Rock Wedding (Rock Kiss #4)

Home > Paranormal > Rock Wedding (Rock Kiss #4) > Page 11
Rock Wedding (Rock Kiss #4) Page 11

by Nalini Singh


  Sarah made the call then and there.

  “Hey, you!” Lola said into the receiver in her big, ebullient voice.

  “Hey back,” Sarah replied with a smile. She and Lola had met at an event designed to introduce small LA businesspeople to one another; Sarah had heard Lola laugh and turned with a smile to see who was making such a joyous sound. They’d hit it off right away regardless of the twelve-year age gap between them—and despite Jeremy’s attempts to disparage Lola as “loud and cheap,” Sarah had never stopped nurturing their friendship.

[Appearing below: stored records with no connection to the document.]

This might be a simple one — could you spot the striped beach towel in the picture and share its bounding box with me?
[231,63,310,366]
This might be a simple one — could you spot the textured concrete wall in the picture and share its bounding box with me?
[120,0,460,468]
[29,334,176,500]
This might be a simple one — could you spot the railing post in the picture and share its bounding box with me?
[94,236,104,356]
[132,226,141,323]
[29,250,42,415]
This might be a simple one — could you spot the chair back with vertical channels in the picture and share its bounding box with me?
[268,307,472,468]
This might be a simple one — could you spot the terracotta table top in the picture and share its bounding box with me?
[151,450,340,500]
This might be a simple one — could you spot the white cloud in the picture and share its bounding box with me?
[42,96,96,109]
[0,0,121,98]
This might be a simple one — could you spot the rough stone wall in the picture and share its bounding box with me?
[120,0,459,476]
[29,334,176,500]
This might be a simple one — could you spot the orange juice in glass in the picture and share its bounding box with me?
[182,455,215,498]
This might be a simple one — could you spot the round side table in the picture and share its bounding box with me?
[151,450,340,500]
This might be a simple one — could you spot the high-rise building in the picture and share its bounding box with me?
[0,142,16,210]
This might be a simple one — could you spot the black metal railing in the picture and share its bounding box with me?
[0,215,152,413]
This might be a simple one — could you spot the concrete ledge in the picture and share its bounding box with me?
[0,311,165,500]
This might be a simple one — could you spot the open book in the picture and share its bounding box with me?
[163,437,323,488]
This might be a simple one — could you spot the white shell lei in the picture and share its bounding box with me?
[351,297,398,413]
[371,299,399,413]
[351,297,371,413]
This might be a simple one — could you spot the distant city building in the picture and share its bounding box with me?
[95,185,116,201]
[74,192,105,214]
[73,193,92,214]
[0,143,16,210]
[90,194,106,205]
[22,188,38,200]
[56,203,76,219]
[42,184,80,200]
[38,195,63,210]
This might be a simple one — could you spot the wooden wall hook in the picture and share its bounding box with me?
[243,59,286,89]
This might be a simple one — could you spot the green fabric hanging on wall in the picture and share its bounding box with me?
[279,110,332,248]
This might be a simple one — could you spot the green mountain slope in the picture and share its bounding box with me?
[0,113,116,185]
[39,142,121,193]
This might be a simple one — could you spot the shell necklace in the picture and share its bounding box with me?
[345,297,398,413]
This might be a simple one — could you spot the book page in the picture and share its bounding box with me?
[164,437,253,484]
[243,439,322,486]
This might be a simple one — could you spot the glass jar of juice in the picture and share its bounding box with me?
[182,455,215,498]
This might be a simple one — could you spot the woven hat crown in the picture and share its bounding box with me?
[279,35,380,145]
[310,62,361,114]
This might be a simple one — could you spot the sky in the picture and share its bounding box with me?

  Never again would she focus only on a man. She’d made that mistake with Abe. Oh, he’d never once tried to get between her and any friends she wanted to make. No, it had been Sarah. She’d thought if she concentrated all her energy on Abe, if she gave him her everything, he’d love her.

  As far as awful ideas went, it had been one of her worst.

  Dropping her purse on the vanity after kicking off her shoes, she settled on the bed for a long talk with her best friend. Flossie padded in to curl up in the sunshine by the window, happy to nap while Sarah chatted with Lola. But though Sarah and Lola normally had no secrets from one another, Sarah couldn’t tell her friend about Abe. Not yet. Not when she could still feel his touch on her skin, still hear the deep, rough murmur of his voice in her ear as he rocked into her body, his own body a wall of heat against her.

  She felt too raw inside to expose her emotions to the light.

  It was forty minutes later, Flossie still snoozing, that she and Lola finally hung up, having made plans to catch up once Lola was back home.

  Sarah stood, was raising a hand to lower the zipper on her sleeveless and beautifully tailored red dress, when the gate buzzer went off, making Flossie bounce up from her position in the sunshine and bolt downstairs. Sarah walked out of her bedroom in a less frantic fashion and headed down the hall to look through the tall, narrow window at the top of the staircase. She could see the gate from this spot, and what she saw today was a familiar black SUV.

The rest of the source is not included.